Non avevo mai letto nulla di Savage, pur conoscendolo di “nome” dopo l’enorme successo del romanzo Firmino (2006), ho iniziato a leggere Il lamento del bradipo con un po’ di “sospetto” come accade per tutte le cose che non si conoscono, ma non l’ho ri-cacciato nel cassetto come si fa, adesso, con quei poveracci degli extracomunitari…ho continuato a leggerlo, piano piano, con calma, con tutta l’umiltà di chi sa di essere “ignorante” inquanto ignora ciò che gli è davanti…
Infatti mi è piaciuto molto, nonostante non sia il genere di libro che consiglio a chi affronta uno stato di depressione, e non perchè il libro sia deprimente ma perchè è crudelmente reale…
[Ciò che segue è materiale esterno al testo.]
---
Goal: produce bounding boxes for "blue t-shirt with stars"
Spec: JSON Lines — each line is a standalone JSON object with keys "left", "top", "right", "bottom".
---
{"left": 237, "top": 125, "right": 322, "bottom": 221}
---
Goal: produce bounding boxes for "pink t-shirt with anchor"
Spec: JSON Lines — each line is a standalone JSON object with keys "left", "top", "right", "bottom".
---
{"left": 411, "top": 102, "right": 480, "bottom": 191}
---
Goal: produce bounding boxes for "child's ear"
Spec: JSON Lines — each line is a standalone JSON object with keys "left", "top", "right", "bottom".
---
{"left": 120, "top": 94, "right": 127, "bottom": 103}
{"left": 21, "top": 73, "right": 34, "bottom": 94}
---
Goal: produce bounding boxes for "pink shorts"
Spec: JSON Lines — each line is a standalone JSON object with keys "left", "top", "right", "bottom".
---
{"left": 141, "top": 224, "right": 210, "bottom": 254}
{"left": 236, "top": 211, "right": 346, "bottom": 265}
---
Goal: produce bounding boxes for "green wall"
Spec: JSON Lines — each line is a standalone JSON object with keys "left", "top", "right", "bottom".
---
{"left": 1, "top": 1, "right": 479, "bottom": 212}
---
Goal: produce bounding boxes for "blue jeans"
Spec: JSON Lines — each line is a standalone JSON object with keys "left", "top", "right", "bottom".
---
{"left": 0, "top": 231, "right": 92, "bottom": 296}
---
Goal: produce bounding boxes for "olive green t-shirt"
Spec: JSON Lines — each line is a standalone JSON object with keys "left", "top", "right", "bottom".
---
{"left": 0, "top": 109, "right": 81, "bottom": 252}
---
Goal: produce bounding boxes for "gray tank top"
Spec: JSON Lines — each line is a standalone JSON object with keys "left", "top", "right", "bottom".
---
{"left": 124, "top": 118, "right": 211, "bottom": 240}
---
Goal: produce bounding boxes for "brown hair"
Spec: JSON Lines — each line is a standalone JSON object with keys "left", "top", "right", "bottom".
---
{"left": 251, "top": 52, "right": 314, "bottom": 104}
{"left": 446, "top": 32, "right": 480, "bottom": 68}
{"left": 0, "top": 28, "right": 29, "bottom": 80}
E’ drammatico-ironico, il romanzo è una serie di lettere che il protagonista giornalista Andrew Whittaker, scrive a diversi destinatari e attraverso le quali snocciola la sua vita, i suoi timori, le sue speranze, i suoi fallimenti…insomma se stesso.
Le lettere, che scrive nei mesi di luglio, agosto, settembre e ottobre e che sembrano essere i testimoni inconsapevoli di una preannunciata tragedia o quasi, vengono inviate agli inquilini del palazzao, in sfacelo, di sua proprietà, alla ex moglie alla quale è ancora legato, alla sorella odiata e ai lettori aspiranti redattori di Bolle che il più delle volte vengoo stroncati con estrema (e aggiungerei sana) durezza.
Posso dirvi cosa proprio non appartiene al protagonista: la sdolcineria.
E’ diretto nelle sue comunicazioni con l’esterno e lento, forse porprio come il bradipo, nel comprendere che forse i passi che sta facendo non sono quelli che avrebbe dovuto fare…
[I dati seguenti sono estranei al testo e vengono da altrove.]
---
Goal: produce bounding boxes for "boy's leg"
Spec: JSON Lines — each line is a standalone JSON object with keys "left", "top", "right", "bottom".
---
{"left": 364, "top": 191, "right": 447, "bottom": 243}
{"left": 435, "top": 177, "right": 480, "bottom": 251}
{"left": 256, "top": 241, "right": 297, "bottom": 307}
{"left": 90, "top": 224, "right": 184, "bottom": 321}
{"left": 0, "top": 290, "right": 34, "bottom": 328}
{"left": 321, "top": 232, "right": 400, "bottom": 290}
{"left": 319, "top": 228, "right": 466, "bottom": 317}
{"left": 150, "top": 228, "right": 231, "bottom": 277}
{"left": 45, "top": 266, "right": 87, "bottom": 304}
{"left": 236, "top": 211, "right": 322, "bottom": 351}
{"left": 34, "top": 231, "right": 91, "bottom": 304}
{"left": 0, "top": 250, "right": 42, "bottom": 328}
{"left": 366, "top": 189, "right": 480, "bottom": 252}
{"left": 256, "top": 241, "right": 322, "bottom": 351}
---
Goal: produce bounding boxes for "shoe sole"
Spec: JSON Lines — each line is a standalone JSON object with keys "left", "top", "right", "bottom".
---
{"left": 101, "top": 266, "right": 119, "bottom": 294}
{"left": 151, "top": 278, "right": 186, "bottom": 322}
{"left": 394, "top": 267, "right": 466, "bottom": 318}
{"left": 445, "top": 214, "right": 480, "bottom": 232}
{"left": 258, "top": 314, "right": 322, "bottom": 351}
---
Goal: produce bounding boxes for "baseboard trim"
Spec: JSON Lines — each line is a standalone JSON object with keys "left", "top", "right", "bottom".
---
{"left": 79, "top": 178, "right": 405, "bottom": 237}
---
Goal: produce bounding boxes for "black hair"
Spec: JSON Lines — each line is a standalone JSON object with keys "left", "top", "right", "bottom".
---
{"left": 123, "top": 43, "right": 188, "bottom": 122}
Vorrei citare, come di consueto, una frase del protagonista che a me è piaciuta moltissimo:

“Quanto a Dio, io  non sono semplicemente un agnostico, sono un seguace dell’indifferentismo”.
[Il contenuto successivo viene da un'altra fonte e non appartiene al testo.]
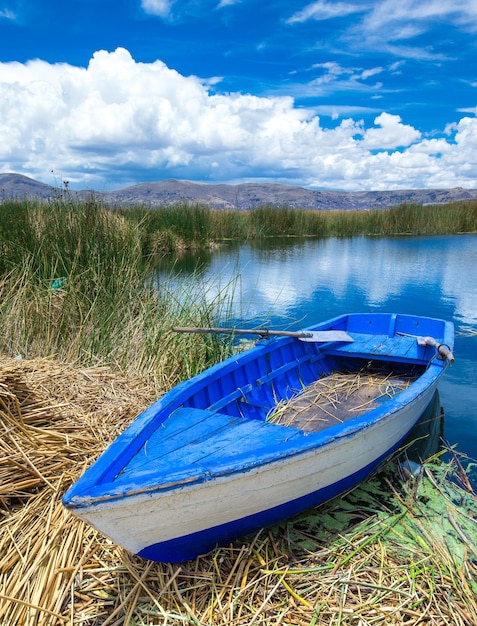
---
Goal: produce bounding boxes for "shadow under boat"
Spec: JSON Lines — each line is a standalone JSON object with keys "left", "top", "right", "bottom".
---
{"left": 400, "top": 390, "right": 444, "bottom": 468}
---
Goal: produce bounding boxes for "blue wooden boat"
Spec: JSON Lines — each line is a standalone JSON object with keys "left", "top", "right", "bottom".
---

Per chi, come me, non conoscesse Savage, basti sapere, per capire “chi è”, che era un ex prof. di filosofia, poi diventato meccanico di bici, poi ancora carpentiere e pescatore, per arrivare, ad oggi, all’arte della scrittura.

Infine, siccome i libri sono delle vere e proprie opere d’arte, vorrei sottolineare che molto, ma molto carina è anche la copertina del romanzo, opera di Saul Steinberg.